Предательство интеллектуалов
Шрифт:
Я скажу больше: если бы изучение прошлого могло привести к аргументированному прогнозу относительно ожидающего человека будущего, прогноз этот был бы совсем не утешителен. Часто забывают, что рационализм древних греков освещал мир ярким светом только семь веков, а потом померк на двенадцать столетий (этот мой вердикт a minima оспаривать не станут) и вновь засиял лишь четыре века назад; так что самый долгий период времени, на основе которого мы могли бы делать индуктивные выводы в области человеческой истории, – это, в общем, период интеллектуальной и нравственной тьмы. Если обозреть историю в целом, пожалуй, можно сказать, что, исключая две-три очень короткие светоносные эпохи, чей свет, однако, подобно свету некоторых звезд, долго еще озаряет мир по их угасании, человечество в основном живет во мраке, так же как литературы в основном пребывают в упадке, а всякого рода организм – в разлаженности. И, что не может не внушать тревогу, человечество, кажется, неплохо приспособилось к этому пещерному бытию и медленной смене времен.

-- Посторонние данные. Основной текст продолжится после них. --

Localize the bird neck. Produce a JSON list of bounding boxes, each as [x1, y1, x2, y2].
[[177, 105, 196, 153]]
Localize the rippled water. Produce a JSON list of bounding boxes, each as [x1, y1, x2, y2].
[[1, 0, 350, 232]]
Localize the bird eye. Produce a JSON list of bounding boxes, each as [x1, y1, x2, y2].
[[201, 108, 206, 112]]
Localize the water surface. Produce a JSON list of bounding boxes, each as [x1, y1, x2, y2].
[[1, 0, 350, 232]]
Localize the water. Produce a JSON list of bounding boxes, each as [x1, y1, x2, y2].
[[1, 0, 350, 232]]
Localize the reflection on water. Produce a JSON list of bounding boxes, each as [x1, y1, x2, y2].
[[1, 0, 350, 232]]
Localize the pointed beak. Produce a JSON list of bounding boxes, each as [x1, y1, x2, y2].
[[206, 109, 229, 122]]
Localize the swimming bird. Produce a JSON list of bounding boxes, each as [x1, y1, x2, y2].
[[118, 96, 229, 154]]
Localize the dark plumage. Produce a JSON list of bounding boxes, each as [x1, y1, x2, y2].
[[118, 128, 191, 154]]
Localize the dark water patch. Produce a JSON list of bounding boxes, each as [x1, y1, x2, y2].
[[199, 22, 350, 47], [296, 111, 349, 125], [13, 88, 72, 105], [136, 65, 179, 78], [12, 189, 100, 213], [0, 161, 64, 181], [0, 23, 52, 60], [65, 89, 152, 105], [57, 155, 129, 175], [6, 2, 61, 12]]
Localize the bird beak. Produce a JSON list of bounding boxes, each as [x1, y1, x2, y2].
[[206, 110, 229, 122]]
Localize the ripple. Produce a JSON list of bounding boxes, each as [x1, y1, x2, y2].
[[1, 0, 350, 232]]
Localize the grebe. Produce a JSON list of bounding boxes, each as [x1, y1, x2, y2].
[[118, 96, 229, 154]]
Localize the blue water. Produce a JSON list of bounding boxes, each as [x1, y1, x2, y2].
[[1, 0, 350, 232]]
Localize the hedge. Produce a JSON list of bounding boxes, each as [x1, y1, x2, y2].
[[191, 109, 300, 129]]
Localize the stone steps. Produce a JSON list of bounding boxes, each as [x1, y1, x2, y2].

Возвращаясь к реализму моих современников и их презрению к бескорыстному существованию, добавлю, что иногда меня неотступно преследует мучительный вопрос. Я спрашиваю себя, сумеет ли человечество, подчинившись сегодня такому порядку, найти свой истинный закон и принять наконец подлинную систему ценностей, которой требует его сущность. Преклонение перед духовным, говорил я выше, представляется мне счастливой случайностью в истории человека. Скажу больше: оно представляется мне парадоксом. Очевидный закон человеческой массы – завоевание земного и одобрение побуждений и чувств, этому содействующих;
Констатируя эти реалистические устремления и их чрезвычайное совершенствование, мы отнюдь не закрываем глаза на небывалое смягчение обычаев и законов, в которых сегодня ощущается больше справедливости и любви. Даже самые оптимистичные из наших предков наверняка были бы поражены. Не будем говорить о неизмеримом смягчении нравов, обнаруживающем себя в отношениях человека с человеком внутри воюющих групп, особенно внутри нации, где безопасность – непреложное правило и где несправедливость вызывает бурное возмущение; ограничимся отношениями, составляющими предмет нашего исследования. Быть может, все мы еще недостаточно осознали, о каком невероятно высоком уровне цивилизованности свидетельствует в войне между нациями гуманное обращение с военнопленными, тот факт, что каждая армия лечит раненых противника, а в отношениях между классами – систематическое оказание помощи, будь то общественной или частной. Отрицание прогресса, утверждение, что никогда не бывало худшего варварства сердец, – мотив, естественный у недовольных и у поэтов и, может быть, необходимый для того же прогресса. А вот историка, изучает ли он битву между государствами или между классами, поражает перемена, происшедшая с человеческим родом, который еще четыре века назад сжигал пленных в хлебопекарных печах и всего два столетия назад не позволял рабочим создавать кассы помощи для своих стариков. Правда, эти смягчения неверно было бы относить на счет нынешней эпохи; они являются следствием учения XVIII века, против которого и взбунтовались «корифеи современной мысли». Устройство полевых госпиталей, широкое развитие общественной помощи – во Франции это достижения Второй империи*, связанные с «гуманитарными банальностями» Виктора Гюго, Мишле и им подобных; к таким банальностям моралисты последних десятилетий питают крайнее презрение. Названные улучшения существуют некоторым образом вопреки этим моралистам, из которых ни один не участвовал в подлинной борьбе за гуманизм. Главные среди них – Ницше, Баррес, Сорель – покраснели бы от стыда, если бы могли сказать, как Вольтер:
Крупицу внес добра, и в том мой лучший труд.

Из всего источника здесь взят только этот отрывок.